It’s a Wind Turbine, but If It Was a Violin, It Would Be a Stradivarius

published May 12, 2015
2 min read

A New Era For Wind Power in the UK


A Stradivarius is known for its exceptional qualities as a musical instrument, an iconic name with an unrivalled reputation. X-Wind pride themselves in their quality engineering, reliability and aerodynamic performance. It’s a wind turbine but much, much quieter than a Stradivarius.

Did you know, that according to The Economist, on current trends renewables would make up 20% of global energy supply by 2030?

The wind power sector continues to grow rapidly with opportunities for new entrants to develop technology that addresses both existing and new markets. In 2014 in the UK renewables generated a whopping 19% of the total electricity generation- 53.7TWh (Source Department of Energy and Climate Change), still leaving the UK dependant on huge fuel imports for 47% of electricity generation or 198 million tonnes of oil equivalent.

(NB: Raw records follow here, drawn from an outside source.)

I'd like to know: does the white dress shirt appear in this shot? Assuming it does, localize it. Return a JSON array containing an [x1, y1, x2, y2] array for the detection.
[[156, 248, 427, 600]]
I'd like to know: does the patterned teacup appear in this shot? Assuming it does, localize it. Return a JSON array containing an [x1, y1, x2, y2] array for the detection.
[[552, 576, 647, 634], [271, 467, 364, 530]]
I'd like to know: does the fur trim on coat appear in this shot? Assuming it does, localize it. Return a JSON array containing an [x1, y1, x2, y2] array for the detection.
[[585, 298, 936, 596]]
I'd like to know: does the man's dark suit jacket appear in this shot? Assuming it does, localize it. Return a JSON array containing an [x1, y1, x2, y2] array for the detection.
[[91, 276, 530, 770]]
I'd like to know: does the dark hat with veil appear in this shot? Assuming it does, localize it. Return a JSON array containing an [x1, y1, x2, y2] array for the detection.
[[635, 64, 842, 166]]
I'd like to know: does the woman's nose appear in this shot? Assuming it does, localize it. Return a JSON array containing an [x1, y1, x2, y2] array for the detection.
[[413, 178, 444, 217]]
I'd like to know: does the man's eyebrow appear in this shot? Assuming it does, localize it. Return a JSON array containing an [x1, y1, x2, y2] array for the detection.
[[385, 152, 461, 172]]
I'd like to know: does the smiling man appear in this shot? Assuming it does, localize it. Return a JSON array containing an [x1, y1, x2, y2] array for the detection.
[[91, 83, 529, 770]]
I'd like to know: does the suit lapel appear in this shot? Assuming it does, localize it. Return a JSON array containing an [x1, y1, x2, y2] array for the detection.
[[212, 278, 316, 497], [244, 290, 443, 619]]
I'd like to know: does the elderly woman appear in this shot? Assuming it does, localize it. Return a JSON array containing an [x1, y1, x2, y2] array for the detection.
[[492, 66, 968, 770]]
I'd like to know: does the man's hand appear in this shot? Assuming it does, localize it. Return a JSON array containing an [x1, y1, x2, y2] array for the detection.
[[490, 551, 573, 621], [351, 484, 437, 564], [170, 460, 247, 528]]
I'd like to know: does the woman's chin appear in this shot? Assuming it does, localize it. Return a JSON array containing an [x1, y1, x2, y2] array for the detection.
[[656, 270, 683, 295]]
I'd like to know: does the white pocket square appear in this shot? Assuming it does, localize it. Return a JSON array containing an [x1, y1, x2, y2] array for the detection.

Growth and innovation in the wind energy sector is constantly driving the cost of energy down, with onshore wind predicted to be the cheapest source of electricity within five years (Onshore Wind Cost Reduction Taskforce, 2015). One of the companies at the forefront of new wind technology is X-Wind Power, UK based designers and manufacturers of new revolutionary medium scale vertical-axis wind turbine. Over the past 3 years, the technology has been endorsed by Innovate UK, The Department of Energy & Climate Change, Carbon Limiting Technologies and Mott MacDonald.

What Makes the XW-80 Turbine Unique?

X-Wind is unique in the market, allowing land-owners the opportunity to develop sites which were previously thought as too difficult for a wind project. Some unique features of the XW-80 include:

  • Very quiet operation due to unique design features. ½ to ¼ of the sound level of equivalent traditional turbines. This is primarily due to lower rotational speeds and hence lower tip speeds, which is where the majority of turbine noise is generated.
  • Reduced visual impact. The rotor has a low solidity, is designed to be much more aesthetic and more accepted by local communities.
  • Small installed footprint. Its vertical axis design results in a footprint of only 103m². This is typically 1/3 of the area of equivalent traditional turbines and makes it ideal for smaller and hard to access sites.
  • Increased reliability. It only has one moving part, no gearbox and no yawing mechanism. This means less components to maintain and therefore reduced overall maintenance costs.
  • Lower effect on radar systems. Traditional turbines pitch/yaw their blades in order to face the wind. This makes radar filtering more difficult as the turbine disappears and reappears on the radar screen. The XW-80 can harness  wind power from all directions, it has no requirement to pitch/yaw and therefore is easier to permanently filter out of radar systems.
  • Easier planning. Low noise output, reduced visual impact, compact design, low radar impact and anecdotal evidence suggesting this design is more visible to birdlife.


Integration with Solar Power Systems

Wind turbines and solar PV complement each other extremely well as their output is usually produced at different times of  the day and at differing times of the year. Wind energy daily peaks are at sunrise and sunset (due to the thermal effect of land cooling) and during Autumn, Winter and Spring months, while solar PV peaks during the middle of the day during the summer. This allows for the two technologies to be connected jointly into a single connection point, without the need to upgrade the supply, capitalising on existing infrastructure with no requirement for grid upgrades.

An XW-80 is perfectly suited for integration with solar energy technology, due to

  • Controllable output: The XW-80 turbine can receive a signal from the solar farm (at point of connection to grid) and inject energy up to the available capacity on the grid.
  • Maximise land value: No additional rents for the land used by the XW-80’s. The XW-80 tower has an on-ground footprint of only 5m2 and an over-sailing footprint of only 103m2. This means that even on compact sites space can be found for XW-80 installations.
  • Utilise existing infrastructure: As an existing grid connection is already available, the addition of XW-80 turbines (up to the grid capacity) will incur no additional grid costs.
  • Easier planning: There will still be a requirement to address planning, however the land has already been established as a location suitable for the generation of renewable energy and many environmental concerns will have been examined, understood and addressed.


X-Wind was formed on the Isle of White in late 2010 by ex-Formula 1 designer Michael Blaize. X-Wind moved to Discovery Park in Kent in January 2014 and now has a growing team of 20 people. The team has recently finished the design of the XW-80 to be used on site to power businesses, communities and infrastructure. Since 2013, X-Wind has won 5 grant awards and a regional growth fund loan, equating to over £1.3 million of funding. X-Wind now has a substantial and growing number of project opportunities across the UK, with the first installation due around September 2015.